Lunch plates. I didn’t know they existed until a few weeks ago. Up until then, I had innocently assumed that there were only three types of crockery to worry about: dinner plate, side plate and bowl. Now, I’ve discovered, there are not only lunch plates, but tea plates, salad plates, bread plates…
If you’re as bewildered as I was by this news, click here for this website where there’s a helpful video to take you through the different sizes!
I shared with my mother the matryoshka labyrinth design for the exhibition (see earlier post) and she suggested that it might look good printed onto ceramic tiles. This was something I hadn’t considered but I liked the domestic reference to home. I played with her idea, did some research online into ceramic printing and decided on plates. When sharing this idea with a friend, she suggested ‘luncheon plates’ as being the perfect size – not too big, and not too small. It was then I realised that my knowledge of plate sizing was somewhat lacking.
I took the four themes of the exhibition – mend, home, place, plant – and designed a set of plates around them using the labyrinth design. When my mother was staying with me in the summer, we designed a couple of the plates together. A fifth plate, was based on a beautiful piece of creative writing, ‘relinquishing spring’, that my mother had sent me as part of the project. It was written by her in response to driving through Arisaig woods, and her mother’s dread of the Autumn. This last design uses a paper serviette of daffodils in the background – we found a packet of them in my gran’s house after she died.
‘I feel no fear or dread in Autumn; only the tawny contentment of a land relinquishing the burning zeal of spring and harvest, releasing itself from man’s demand, to return again into its own contemplations and its dialogue with winter.’ (Margaret Aldington)
This is a digital ‘mock-up’ of the ‘Labyrinth lunch plate series – planting peace‘ design. They were printed last week and I can’t wait for them to arrive in the next few days.
What did arrive today was the custom printed lino flooring for the exhibition, 4m x 2m.
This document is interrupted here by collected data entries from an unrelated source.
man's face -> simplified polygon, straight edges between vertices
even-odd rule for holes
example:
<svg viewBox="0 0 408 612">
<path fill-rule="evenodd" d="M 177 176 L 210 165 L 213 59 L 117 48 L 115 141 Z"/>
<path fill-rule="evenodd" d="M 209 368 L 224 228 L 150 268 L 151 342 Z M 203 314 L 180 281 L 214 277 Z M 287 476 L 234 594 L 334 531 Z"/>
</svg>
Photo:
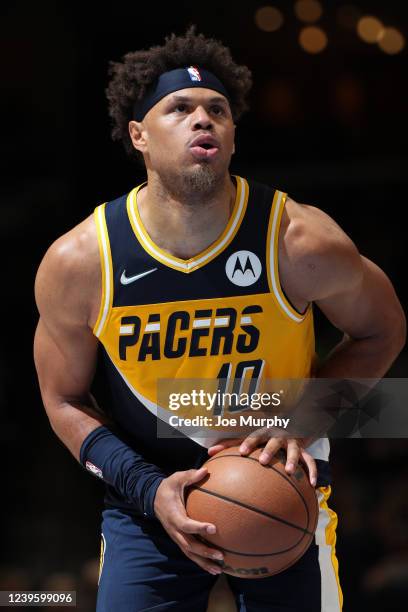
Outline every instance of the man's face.
<svg viewBox="0 0 408 612">
<path fill-rule="evenodd" d="M 177 173 L 192 182 L 200 176 L 219 179 L 234 152 L 228 100 L 211 89 L 193 87 L 165 96 L 142 122 L 130 123 L 130 134 L 147 169 L 162 178 Z"/>
</svg>

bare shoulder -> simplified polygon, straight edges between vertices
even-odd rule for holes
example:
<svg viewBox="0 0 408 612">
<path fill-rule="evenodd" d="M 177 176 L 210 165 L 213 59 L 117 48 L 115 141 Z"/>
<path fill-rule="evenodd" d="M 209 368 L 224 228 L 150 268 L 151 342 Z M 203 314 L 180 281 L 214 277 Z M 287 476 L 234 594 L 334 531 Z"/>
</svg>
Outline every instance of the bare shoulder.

I’m relieved that it’s been delivered but slightly nervous of opening it after the amount of work that went into getting the file ready for printing on such a large scale – this project and preparing work for the exhibition has provided a wonderful opportunity for me to develop skills and to try out new media.
The lino flooring is a large labyrinth that visitors to the exhibition will be able to interact with, and walk.